Storm damages Berlin's 'glass palace'

22nd January 2007, Comments 0 comments

22 January 2007, Berlin (dpa) - One of the most prominent casualties of the storm that swept across Germany is Berlin's new main railway station, dubbed "the glass palace" by locals. The church where Martin Luther nailed his 95 theses to the door, a concentration camp archives and a museum housing a priceless collection of mosaic art also sustained damage Thursday evening. The station remained closed until early afternoon Friday after a powerful gust ripped a two-ton steel support from the roof sending it

22 January 2007

Berlin (dpa) - One of the most prominent casualties of the storm that swept across Germany is Berlin's new main railway station, dubbed "the glass palace" by locals.

The church where Martin Luther nailed his 95 theses to the door, a concentration camp archives and a museum housing a priceless collection of mosaic art also sustained damage Thursday evening.

The station remained closed until early afternoon Friday after a powerful gust ripped a two-ton steel support from the roof sending it crashing onto the deserted steps of the south-west entrance, 40 metres below.

Berlin's main railway station was closed for the second time in three days on Sunday after meteorologists issued a new storm alert for the nation's capital.

"It was a miracle no one was injured," said a taxi driver whose vehicle, parked just a few metres away, suffered a smashed windscreen caused by flying debris.

Police immediately evacuated the five-storey building, which was filled with stranded travellers because the national railway company Deutsche Bahn had cancelled all services because of the storm.

Opened with great fanfare just eight months ago, the station was sealed off Friday as engineers examined the glass-and-concrete edifice to check for further structural damage.

"I can't understand how such a vital element of the facade could be torn away like that, said fireman Jens-Peter Wilke, one of the first members of the emergency services to reach the scene.
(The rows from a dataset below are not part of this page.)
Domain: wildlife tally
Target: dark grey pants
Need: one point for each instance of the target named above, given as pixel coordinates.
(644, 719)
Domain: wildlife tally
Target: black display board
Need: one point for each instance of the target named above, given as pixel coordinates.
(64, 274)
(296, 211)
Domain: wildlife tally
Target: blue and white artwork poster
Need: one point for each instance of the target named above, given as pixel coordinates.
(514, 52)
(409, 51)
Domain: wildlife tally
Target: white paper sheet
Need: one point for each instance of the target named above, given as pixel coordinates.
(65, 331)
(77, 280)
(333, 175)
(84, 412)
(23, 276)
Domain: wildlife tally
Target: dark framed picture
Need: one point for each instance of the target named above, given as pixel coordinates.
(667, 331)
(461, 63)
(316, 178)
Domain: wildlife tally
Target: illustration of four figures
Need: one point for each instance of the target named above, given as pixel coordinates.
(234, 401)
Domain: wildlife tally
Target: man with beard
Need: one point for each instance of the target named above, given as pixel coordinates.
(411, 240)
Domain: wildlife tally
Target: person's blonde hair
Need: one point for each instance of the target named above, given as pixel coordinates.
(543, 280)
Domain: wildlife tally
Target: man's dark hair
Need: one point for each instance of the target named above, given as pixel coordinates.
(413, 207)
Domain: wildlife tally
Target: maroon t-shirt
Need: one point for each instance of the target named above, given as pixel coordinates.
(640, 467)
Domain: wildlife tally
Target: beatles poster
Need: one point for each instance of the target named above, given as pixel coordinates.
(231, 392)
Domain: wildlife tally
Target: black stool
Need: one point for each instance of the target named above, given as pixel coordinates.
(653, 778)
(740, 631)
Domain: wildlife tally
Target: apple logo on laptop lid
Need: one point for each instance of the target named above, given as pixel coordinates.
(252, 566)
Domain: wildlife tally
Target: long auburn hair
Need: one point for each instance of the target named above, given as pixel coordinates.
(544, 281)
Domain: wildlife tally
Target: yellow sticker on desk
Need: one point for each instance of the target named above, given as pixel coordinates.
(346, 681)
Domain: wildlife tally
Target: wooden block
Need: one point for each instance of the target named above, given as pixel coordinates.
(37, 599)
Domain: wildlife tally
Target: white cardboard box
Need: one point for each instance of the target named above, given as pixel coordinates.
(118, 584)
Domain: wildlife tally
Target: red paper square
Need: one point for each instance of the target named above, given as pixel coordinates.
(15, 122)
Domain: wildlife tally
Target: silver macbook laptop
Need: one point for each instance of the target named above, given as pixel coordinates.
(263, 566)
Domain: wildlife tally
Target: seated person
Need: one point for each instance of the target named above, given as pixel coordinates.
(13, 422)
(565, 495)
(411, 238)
Rail officials were forced to divert hundreds of long-distance and commuter trains around the station, the billion-euro station, the biggest of its kind in Europe.

South of Berlin, officials in the town of Wittenberg were examining damage to the Palace Church where Martin Luther nailed his theses on Protestantism to the door in 1521.

Large chunks of masonry were torn off the facade of the church, which is listed as a UNESCO world cultural heritage site.

In Cologne, the city's Romano-Germanic museum suffered major damage after the wind sent planks of wood crashing through a window onto a mosaic exhibit dating back to Roman times.

Museum director Hansgerd Hellenkemper said he was shocked at the damage to the world famous treasure, depicting scenes from the world of Dionysos.

In the former concentration camp of Sachsenhausen near Berlin, the wind tore the roof off the museum, which houses an archive and possessions of some of 200,000 inmates once interned in the camp.

"Luckily the damage was minimal," said Horst Seferens,a spokesman for the former camp, which is now a memorial centre.

But it was the damage to the Berlin central station that attracted most media attention.

A prestige project of Deutsche Bahn chief Hartmut Mehdorn, the station eclipses all others in Berlin, with its cathedral-like roof of glass and solar panels, 400-metre-long glass concourse, 59 escalators and 37 lifts.

Late last year, a Berlin court ordered the rail operator to remodel the terminal because the company did not follow architect Meinhard von Gerkan's design.

Gerkan sued because a basement tunnel was given a flat, sheet- metal ceiling instead of the arching ceiling he planned, resembling the curved glass roof over the station's elevated-track level.

The architect was also upset when Deutsche Bahn shortened the length of the glass roof over the station's elevated platforms, which overlook Chancellor Angela Merkel's office and are within sight of the glass cupola of the Reichstag parliament building.